Scaredy Cat Markets

Posted November 19, 2008

Secretary Treasurer Paulsen has a difficult time explaining use of bailout package in front of US House of Representatives panel. The G20 summit meeting over the weekend failed to accomplish much which fueled continued investor nervousness.

 

Kids call each other “scaredy cats” when one refuses to do something brave.  That concept can be extended to the markets today, because everyone is virtually afraid to do much to add to financial stabilization.  The reason this is true is because the current bailouts have re-established some control again in world markets, but not nearly as much as global experts had expected by now. 

But perhaps the heated discussion between Secretary Treasurer Paulsen and US House representative Barney Frank gives us a clue as to why this is true.  Barney insisted the bailout package was intended to help the mortgage market and contribute to economic stimulus.  Paulsen made it clear he disagreed and said that the Troubled Asset Relief Program was never intended to provide economic assistance to consumers and he would not support using the remaining money in that fashion. 
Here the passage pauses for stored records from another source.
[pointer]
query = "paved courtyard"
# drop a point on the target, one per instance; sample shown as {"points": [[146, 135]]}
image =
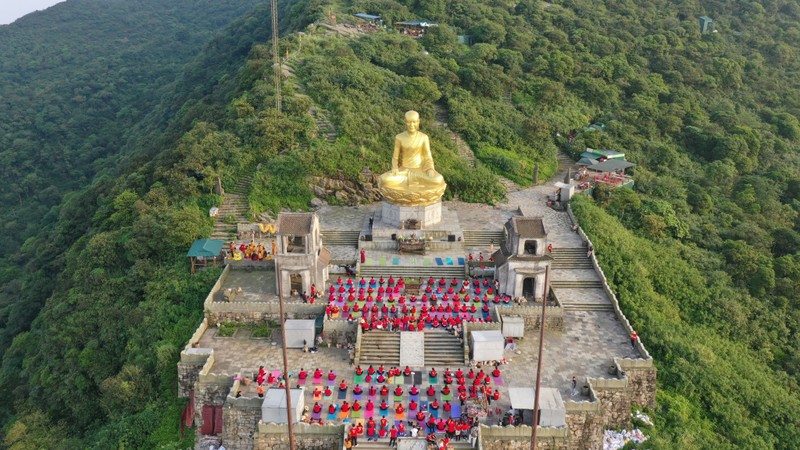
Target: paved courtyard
{"points": [[585, 349]]}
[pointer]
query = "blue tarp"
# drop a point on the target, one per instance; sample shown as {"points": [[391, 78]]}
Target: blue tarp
{"points": [[418, 23], [367, 16], [205, 248]]}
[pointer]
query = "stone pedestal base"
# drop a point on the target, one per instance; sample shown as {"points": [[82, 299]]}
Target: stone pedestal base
{"points": [[396, 215]]}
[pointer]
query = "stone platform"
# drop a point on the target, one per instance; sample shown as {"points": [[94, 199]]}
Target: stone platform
{"points": [[395, 215]]}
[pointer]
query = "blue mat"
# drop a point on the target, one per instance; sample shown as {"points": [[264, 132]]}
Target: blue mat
{"points": [[455, 411]]}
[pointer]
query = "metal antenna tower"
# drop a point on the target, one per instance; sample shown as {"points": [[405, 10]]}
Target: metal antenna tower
{"points": [[276, 55]]}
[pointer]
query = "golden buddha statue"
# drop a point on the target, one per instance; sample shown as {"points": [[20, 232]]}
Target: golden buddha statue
{"points": [[413, 181]]}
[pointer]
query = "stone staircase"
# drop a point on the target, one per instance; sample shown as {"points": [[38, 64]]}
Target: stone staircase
{"points": [[380, 347], [345, 238], [577, 284], [483, 238], [233, 210], [443, 349], [570, 258], [381, 444], [586, 306], [446, 272]]}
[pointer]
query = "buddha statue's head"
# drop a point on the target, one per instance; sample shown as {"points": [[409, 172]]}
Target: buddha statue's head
{"points": [[412, 121]]}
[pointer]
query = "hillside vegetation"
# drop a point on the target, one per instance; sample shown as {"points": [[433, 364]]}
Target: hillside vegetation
{"points": [[703, 254]]}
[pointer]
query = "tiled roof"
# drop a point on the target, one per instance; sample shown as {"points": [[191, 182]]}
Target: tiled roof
{"points": [[296, 224], [529, 227]]}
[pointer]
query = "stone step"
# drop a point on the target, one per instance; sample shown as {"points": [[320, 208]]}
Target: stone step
{"points": [[388, 245], [380, 347], [381, 444], [340, 237], [446, 272], [484, 238], [577, 284], [568, 251], [572, 266], [442, 348], [586, 307]]}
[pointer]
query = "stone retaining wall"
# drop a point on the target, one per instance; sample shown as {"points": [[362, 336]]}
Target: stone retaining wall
{"points": [[338, 331], [532, 316], [614, 302], [511, 437], [258, 312]]}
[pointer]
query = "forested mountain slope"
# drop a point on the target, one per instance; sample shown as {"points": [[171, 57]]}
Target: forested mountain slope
{"points": [[703, 255], [76, 85]]}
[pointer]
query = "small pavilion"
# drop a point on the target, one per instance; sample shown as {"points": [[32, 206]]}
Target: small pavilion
{"points": [[205, 252]]}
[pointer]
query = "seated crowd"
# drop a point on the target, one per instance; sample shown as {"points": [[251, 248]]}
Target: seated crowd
{"points": [[384, 304]]}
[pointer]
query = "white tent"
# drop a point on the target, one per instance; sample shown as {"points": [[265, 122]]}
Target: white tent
{"points": [[273, 409], [298, 331], [551, 407], [487, 345]]}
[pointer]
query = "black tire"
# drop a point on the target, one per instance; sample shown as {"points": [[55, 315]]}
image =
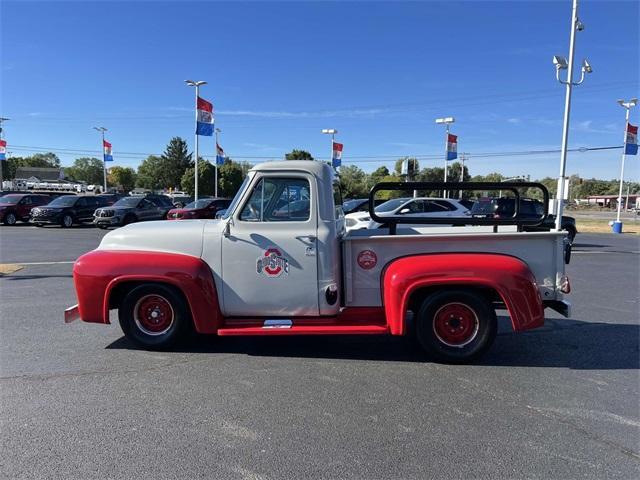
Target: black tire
{"points": [[471, 333], [66, 221], [10, 219], [137, 320], [129, 218]]}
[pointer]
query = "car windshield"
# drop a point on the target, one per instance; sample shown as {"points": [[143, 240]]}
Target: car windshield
{"points": [[128, 202], [67, 201], [10, 199], [390, 205], [202, 203], [236, 198]]}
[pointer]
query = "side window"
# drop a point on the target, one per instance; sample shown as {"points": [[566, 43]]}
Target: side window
{"points": [[278, 200]]}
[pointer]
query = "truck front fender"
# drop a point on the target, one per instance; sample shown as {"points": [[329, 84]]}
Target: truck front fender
{"points": [[98, 273], [508, 276]]}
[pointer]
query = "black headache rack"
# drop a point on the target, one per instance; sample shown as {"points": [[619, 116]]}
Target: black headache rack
{"points": [[514, 187]]}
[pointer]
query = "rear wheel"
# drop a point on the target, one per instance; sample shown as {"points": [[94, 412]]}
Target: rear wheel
{"points": [[10, 219], [153, 316], [456, 326]]}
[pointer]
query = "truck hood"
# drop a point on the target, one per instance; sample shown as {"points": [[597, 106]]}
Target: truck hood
{"points": [[160, 236]]}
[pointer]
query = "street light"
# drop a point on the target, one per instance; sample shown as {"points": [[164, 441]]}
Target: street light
{"points": [[104, 163], [445, 121], [332, 132], [197, 84], [617, 226], [562, 64]]}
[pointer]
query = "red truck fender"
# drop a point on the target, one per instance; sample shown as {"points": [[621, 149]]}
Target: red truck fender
{"points": [[508, 276], [98, 274]]}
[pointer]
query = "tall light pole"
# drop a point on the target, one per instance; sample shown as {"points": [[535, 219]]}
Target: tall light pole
{"points": [[617, 226], [446, 121], [561, 64], [332, 132], [2, 119], [104, 163], [215, 194], [196, 84]]}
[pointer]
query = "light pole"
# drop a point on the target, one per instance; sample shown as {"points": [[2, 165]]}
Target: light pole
{"points": [[215, 194], [446, 121], [104, 163], [196, 84], [561, 64], [2, 119], [332, 132], [617, 226]]}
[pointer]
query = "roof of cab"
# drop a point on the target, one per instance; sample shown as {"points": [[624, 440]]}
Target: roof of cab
{"points": [[319, 169]]}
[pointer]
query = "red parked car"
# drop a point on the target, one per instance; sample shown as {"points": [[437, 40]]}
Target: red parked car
{"points": [[202, 208], [17, 206]]}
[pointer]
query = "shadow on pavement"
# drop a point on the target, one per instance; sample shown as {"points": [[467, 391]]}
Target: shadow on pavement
{"points": [[570, 344]]}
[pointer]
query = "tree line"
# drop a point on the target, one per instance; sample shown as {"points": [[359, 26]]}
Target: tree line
{"points": [[175, 169]]}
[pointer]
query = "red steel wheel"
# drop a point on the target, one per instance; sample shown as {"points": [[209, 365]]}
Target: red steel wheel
{"points": [[153, 314], [455, 324]]}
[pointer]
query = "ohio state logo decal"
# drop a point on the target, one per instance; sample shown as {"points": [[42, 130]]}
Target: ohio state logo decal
{"points": [[272, 263], [367, 259]]}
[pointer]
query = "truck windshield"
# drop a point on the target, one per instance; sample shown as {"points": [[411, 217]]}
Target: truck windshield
{"points": [[237, 196]]}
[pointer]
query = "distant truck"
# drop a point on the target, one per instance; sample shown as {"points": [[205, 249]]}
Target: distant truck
{"points": [[280, 263]]}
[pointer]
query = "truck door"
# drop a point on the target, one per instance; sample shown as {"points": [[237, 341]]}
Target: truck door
{"points": [[269, 257]]}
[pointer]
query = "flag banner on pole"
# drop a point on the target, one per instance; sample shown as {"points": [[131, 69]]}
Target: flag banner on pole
{"points": [[107, 151], [205, 118], [336, 158], [631, 140], [452, 147], [219, 155]]}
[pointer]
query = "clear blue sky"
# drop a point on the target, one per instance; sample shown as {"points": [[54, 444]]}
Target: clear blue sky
{"points": [[379, 72]]}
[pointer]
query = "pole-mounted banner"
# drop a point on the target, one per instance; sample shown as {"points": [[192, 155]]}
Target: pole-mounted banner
{"points": [[452, 147], [631, 140], [336, 158], [204, 118], [107, 151], [219, 155]]}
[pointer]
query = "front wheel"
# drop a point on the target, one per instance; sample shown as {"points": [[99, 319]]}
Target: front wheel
{"points": [[456, 326], [153, 316]]}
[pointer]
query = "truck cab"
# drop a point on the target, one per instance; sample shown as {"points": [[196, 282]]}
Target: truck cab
{"points": [[280, 263]]}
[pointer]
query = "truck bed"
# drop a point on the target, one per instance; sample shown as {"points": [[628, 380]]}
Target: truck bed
{"points": [[541, 251]]}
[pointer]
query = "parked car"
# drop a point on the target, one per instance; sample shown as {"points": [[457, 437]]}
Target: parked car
{"points": [[14, 207], [407, 207], [133, 209], [202, 208], [67, 210], [359, 205], [505, 207]]}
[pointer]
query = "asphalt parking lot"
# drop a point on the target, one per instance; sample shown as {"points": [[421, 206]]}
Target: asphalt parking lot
{"points": [[79, 401]]}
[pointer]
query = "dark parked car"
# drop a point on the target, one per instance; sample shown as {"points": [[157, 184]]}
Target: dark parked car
{"points": [[359, 205], [18, 206], [202, 208], [133, 209], [529, 208], [67, 210]]}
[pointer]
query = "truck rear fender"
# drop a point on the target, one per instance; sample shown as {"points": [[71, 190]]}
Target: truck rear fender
{"points": [[103, 277], [506, 277]]}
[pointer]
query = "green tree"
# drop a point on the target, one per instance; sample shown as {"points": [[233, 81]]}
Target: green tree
{"points": [[86, 169], [176, 159], [150, 173], [353, 182], [298, 155], [122, 177], [206, 179]]}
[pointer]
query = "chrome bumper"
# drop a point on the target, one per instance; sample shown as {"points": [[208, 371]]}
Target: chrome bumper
{"points": [[71, 314]]}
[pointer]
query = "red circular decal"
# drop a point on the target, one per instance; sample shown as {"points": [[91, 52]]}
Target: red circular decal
{"points": [[367, 259]]}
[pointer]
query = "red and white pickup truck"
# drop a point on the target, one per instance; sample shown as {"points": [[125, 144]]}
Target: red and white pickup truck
{"points": [[280, 263]]}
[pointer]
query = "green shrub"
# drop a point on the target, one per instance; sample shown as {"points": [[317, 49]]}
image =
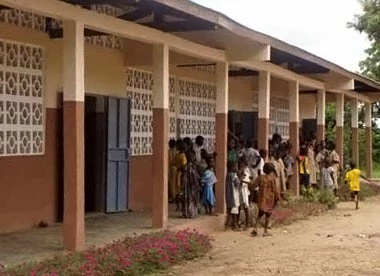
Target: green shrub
{"points": [[327, 197], [131, 256], [366, 191], [323, 196]]}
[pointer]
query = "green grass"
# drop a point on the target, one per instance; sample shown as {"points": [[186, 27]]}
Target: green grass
{"points": [[376, 171]]}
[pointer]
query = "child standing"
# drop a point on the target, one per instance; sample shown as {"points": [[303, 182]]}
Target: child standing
{"points": [[303, 168], [208, 181], [172, 169], [327, 175], [246, 179], [232, 195], [268, 196], [180, 164], [352, 177]]}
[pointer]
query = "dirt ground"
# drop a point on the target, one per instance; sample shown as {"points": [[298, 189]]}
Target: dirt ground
{"points": [[340, 242]]}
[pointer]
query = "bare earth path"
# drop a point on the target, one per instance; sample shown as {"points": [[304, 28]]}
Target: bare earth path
{"points": [[341, 242]]}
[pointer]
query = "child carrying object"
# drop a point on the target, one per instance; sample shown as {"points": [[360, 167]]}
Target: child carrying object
{"points": [[268, 196], [352, 177], [245, 179], [208, 181], [232, 195], [327, 175]]}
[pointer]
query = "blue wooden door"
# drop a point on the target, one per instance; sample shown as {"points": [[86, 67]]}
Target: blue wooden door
{"points": [[118, 155]]}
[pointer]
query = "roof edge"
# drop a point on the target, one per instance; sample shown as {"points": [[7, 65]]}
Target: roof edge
{"points": [[230, 24]]}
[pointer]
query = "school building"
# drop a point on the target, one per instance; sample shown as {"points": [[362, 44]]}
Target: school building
{"points": [[92, 90]]}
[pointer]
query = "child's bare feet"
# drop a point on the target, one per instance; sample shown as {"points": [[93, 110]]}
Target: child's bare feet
{"points": [[254, 232]]}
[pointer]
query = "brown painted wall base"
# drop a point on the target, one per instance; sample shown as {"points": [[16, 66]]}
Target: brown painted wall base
{"points": [[160, 168], [294, 141], [29, 184], [320, 132], [221, 161], [355, 145], [339, 144], [140, 187], [368, 146], [263, 133], [73, 214]]}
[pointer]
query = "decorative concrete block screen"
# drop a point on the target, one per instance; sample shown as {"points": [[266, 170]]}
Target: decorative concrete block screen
{"points": [[39, 23], [139, 89], [279, 116], [21, 99], [197, 103], [191, 107]]}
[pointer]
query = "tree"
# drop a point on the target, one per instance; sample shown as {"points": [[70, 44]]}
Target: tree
{"points": [[369, 23]]}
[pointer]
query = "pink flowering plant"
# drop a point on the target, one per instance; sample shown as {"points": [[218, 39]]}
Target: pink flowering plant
{"points": [[140, 255]]}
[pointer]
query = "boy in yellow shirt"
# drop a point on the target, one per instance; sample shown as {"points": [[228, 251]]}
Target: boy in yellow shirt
{"points": [[352, 177]]}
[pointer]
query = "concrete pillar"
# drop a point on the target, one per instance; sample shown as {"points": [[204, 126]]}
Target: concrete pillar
{"points": [[73, 130], [339, 127], [355, 132], [368, 139], [160, 135], [294, 132], [264, 109], [321, 114], [221, 134]]}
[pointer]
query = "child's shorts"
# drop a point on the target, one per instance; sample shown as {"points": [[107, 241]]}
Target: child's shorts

So here you have two of the most powerful and responsible people in the US government who cannot even agree on what was approved as a bailout package.  That is a sign of how unusual and severe and complex the financial market meltdown has been.  The new US President, Barack Obama, will have to decide how the remaining bailout funds are to be used. 

Another major issue that is affecting stocks and currencies is the one related to the US auto industry.  General Motors continues to tell US lawmakers the company faces bankruptcy without additional financial assistance.  The Ford Motor Co. and Chrysler LLC are not far behind.  The Japanese yen rose against the dollar yesterday, because Japan does not expect the US to fund the big three US automakers this calendar year. 

In other words, Congress is a big bunch of “scaredy cats” right now.  Do they or don’t they buy more stakes in US banks?  Do they or don’t they stop loan foreclosures?  Do they or don’t they….well….you get the idea. 

The US currency gained against all the major global currencies except the Japanese yen.  In terms of US dollars, the euro weakened to $1.2591; the British pound weakened to $1.4918; the Canadian dollar weakened to $.8097; the Australian dollar weakened to $.6458; the New Zealand dollar weakened to $.5487; and the Swiss franc weakened to $.8316. 

The Dow Jones Industrial Average increased by 151.17 points to close at 8,424.75.  The increase was attributed to Hewlett Packard announcing 4th quarter earnings would be higher than estimates, investor feelings the US will not allow the giant automakers to fail (despite Japanese predictions), and the knowledge that the US Congress and the White House at least are developing real opinions about the direction the bailout should take at this point. 

You have to remember that many times the equity markets move up and down based primarily on investor confidence.  In other parts of the world, the FTSE changed by 76.39 points  to close at 4,208.85.  The NIKKEI, on the other hand, dropped by 122.49 points to 8,205.92 as investors continue to absorb the news of declining exports and recession. 

So the scaredy cats are everywhere.  They are in Congress, in the stock markets, and in the currency markets. 

Oh yeah…they are also G20 members.  If you remember, the G20 met over the past weekend to begin addressing global financial regulations that will prevent a repeat of the financial market collapse from happening again in the future.  The results of the meeting were disappointing to say the least.  Virtually nothing was accomplished with the next meeting postponed until next April. 

The bottom line is that investor nervousness will probably be around for a while longer.